Investors are dealing with multiple markets of different types — markets that don't follow the same rules or respond to the same changes in the same ways. The Dow is dead, long live reality.
Feeling statistically naked? Don't fret, here are a few real market statistics and lists that are easy to understand, easy to put your cursor on, and useful in keeping you up to date on what's going on in the multiple markets of today's investment world:

1. Issue breadth is the single most accurate barometer of what's going on in the markets on a daily basis. Statistics for all exchanges are tracked daily, documenting numbers of advancing versus declining issues.

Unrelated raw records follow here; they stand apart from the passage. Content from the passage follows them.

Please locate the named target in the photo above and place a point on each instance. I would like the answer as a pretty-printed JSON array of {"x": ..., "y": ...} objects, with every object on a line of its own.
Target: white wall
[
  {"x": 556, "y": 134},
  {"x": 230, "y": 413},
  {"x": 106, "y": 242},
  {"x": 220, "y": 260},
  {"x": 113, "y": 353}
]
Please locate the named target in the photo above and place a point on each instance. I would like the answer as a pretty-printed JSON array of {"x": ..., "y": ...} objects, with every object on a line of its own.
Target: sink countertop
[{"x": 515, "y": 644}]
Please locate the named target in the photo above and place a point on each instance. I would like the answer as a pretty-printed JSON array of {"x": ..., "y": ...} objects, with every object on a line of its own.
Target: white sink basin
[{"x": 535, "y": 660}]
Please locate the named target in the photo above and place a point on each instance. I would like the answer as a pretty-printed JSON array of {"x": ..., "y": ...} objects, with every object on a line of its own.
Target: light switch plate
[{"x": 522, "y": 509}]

Rarely are these numbers reported in the media, especially if they run counter to institutional propaganda.

2. Pay close attention to the number of issues hitting new 52-week highs and lows each day for trend corroboration, sector analysis, and to obtain a wealth of important information for daily decision-making and periodic performance understanding. You may even be able to gauge interest rate expectations and predict where (and why) your portfolio market value is heading in one direction or the other.

Take reasonable profits in the issues that have risen to new peaks (sell higher), and purchase the quality issues among those that are at 52-week lows (buy lower). High prices often reflect high speculation with bazooka potential, while lower priced value stocks often turn out to be bargains.

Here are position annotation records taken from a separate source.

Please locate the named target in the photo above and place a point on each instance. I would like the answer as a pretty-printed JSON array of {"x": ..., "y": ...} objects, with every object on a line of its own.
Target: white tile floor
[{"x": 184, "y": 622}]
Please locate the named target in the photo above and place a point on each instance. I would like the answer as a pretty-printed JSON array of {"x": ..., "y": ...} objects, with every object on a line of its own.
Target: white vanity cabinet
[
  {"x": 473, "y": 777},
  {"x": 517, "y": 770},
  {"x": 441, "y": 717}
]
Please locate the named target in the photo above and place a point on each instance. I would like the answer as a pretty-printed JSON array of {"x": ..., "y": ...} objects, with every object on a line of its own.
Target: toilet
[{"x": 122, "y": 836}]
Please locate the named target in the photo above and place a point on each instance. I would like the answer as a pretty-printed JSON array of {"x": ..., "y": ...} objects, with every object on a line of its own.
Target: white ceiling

3. Throughout the trading day, periodic review of three lists called market statistics will keep you current on individual issue price movements, active issues, sector developments and more. How you interpret and use this information will eventually affect your bottom line, whether you are an Investment Grade Value Stock (Google IGVSI) investor or a small cap day trader.

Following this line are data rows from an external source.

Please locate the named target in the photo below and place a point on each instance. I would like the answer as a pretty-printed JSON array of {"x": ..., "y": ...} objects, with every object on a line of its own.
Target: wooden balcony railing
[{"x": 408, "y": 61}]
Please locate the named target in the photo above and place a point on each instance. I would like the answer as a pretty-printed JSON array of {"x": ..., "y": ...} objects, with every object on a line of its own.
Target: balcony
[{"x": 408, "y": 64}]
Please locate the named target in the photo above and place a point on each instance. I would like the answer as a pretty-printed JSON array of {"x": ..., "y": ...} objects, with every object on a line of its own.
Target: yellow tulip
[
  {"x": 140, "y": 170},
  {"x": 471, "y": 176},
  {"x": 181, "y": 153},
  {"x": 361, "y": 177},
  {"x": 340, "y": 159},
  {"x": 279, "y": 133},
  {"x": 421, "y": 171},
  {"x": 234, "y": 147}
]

The most active and most declined lists describe individual and group activity, identify where some more detailed research might be appropriate and provide potential additions to your daily stock watch list. The most active and most advanced lists will identify the hottest individual issues and sectors, identify areas where news stories may be worth reading, and instantly make you aware of profit taking opportunities.

Can a glimpse of the DJIA ever provide this kind of information? I don't think so.

I know you are tempted to shout "blasphemy" at the top of your lungs, but the DJIA was developed in a pre-Internet world (actually, pre-automobile) where the statistics discussed above were unavailable and only the really wealthy cared about the stock market. (By the way, these are the folks that provide the jobs — then and now. We need a government that allows that to happen.)
When the Dow was born, there were no mutual funds, money funds, ETFs, IRAs, 401(k)s, CEFs or Quotrons, even — and, frankly Scarlett, 95 percent of the population just don't give a damn. But here's some more blasphemy for you:

It is likely that not one person reading this article has an investment portfolio that closely resembles the composition of the DJIA. It is just as likely that nearly everyone reading this article will use the Dow to evaluate his or her portfolio performance. I've never understood this phenomenon, and I know that change takes time — but really.

Instead of rejoicing as the DJIA and S&P establish new three-year highs, pay attention to some reality-based numbers: together they remain about 15 percent below where they were at their Oct. 2007 highs. Each would have to gain an additional 18 percent or so to break even with where they were more than three years ago.

The Investment Grade Value Stock Index (more blue chip than the others) is up 11 percent from its Oct. 2007 level and at a new all time high — right now. Wall Street-managed portfolios generally do not outperform the averages. Portfolios that use IGVSI equities in combination with a 30 percent income security asset allocation have consistently outperformed the market averages cycle-to-cycle.